The policy also prohibits officers from recording undercover personnel, informants and other sources, witness interviews, and, sensitive investigative techniques and equipment used by law enforcement.
In addition to the above guidelines, the new policy prevents task force officers from recording any investigative activities relating to the investigation of government officials, medical facilities, or matters of national security.
While individual partnering police agencies may use task force officer body camera footage to conduct internal investigations of their officers, the new guidelines mandate that any public release of body camera footage must be authorized by the Justice Department.

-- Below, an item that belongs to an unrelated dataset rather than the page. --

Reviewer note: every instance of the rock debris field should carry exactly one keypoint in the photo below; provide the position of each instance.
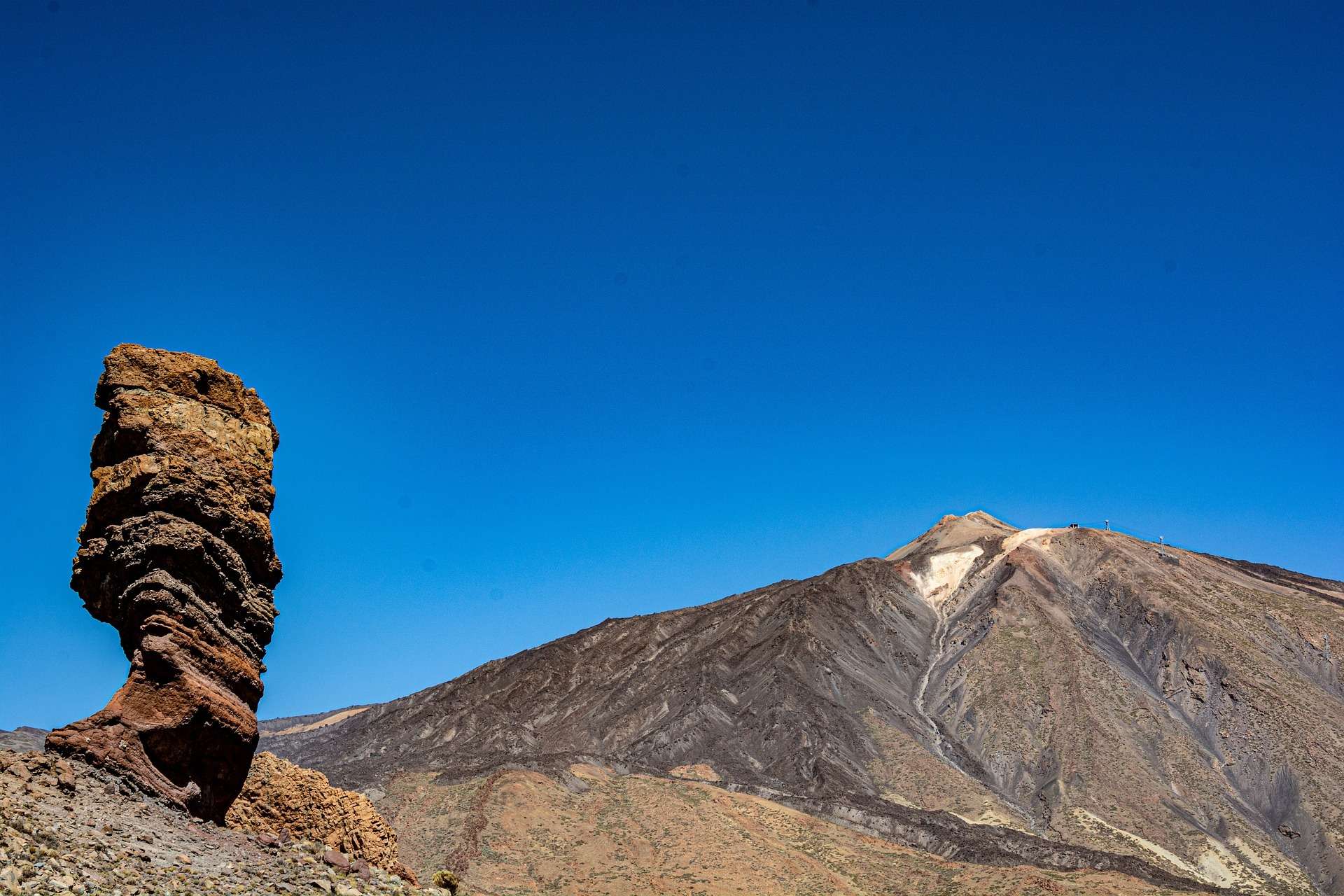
(69, 828)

The decision to allow local law enforcement officers to operate body cameras while assisting federal agents followed several requests — and, at times, demands — from local leaders representing departments whose regulations mandate the use of cameras by their personnel.
In May of last year, The Washington Post reported that Atlanta Mayor Keisha Lance Bottoms and police chief Erika Shields pulled approximately 25 police officers out of a federal task force of agents from the FBI, Drug Enforcement Administration, and US Marshals Service over the federal government’s “no camera” policy.
Also last year, the city of St. Paul, Minnesota, withdrew its officers from a US Marshals task force over the federal government’s refusal to allow personnel to wear department-mandated body cameras, according to the Marshall Project, a nonprofit news organization that covers the US criminal justice system.
The issue of body cameras has garnered increased attention throughout 2020 following the controversial police killings of George Floyd, Breonna Taylor, Rayshard Brooks, and others. Criminal justice reform advocates say video evidence of police encounters is critical to reconstructing events and holding officers accountable for their actions.
In addition to helping ensure accountability, many cities that require the use of police body cameras have claimed that videos of encounters also help promote officer safety, resolve complaints against officers, and assist with the prosecution of police investigations.
And law enforcement experts, such as Chuck Wexler of the Police Executive Research Forum, say video of incidents involving the use of force by police are critical training tools for improving effectiveness at departments across the country.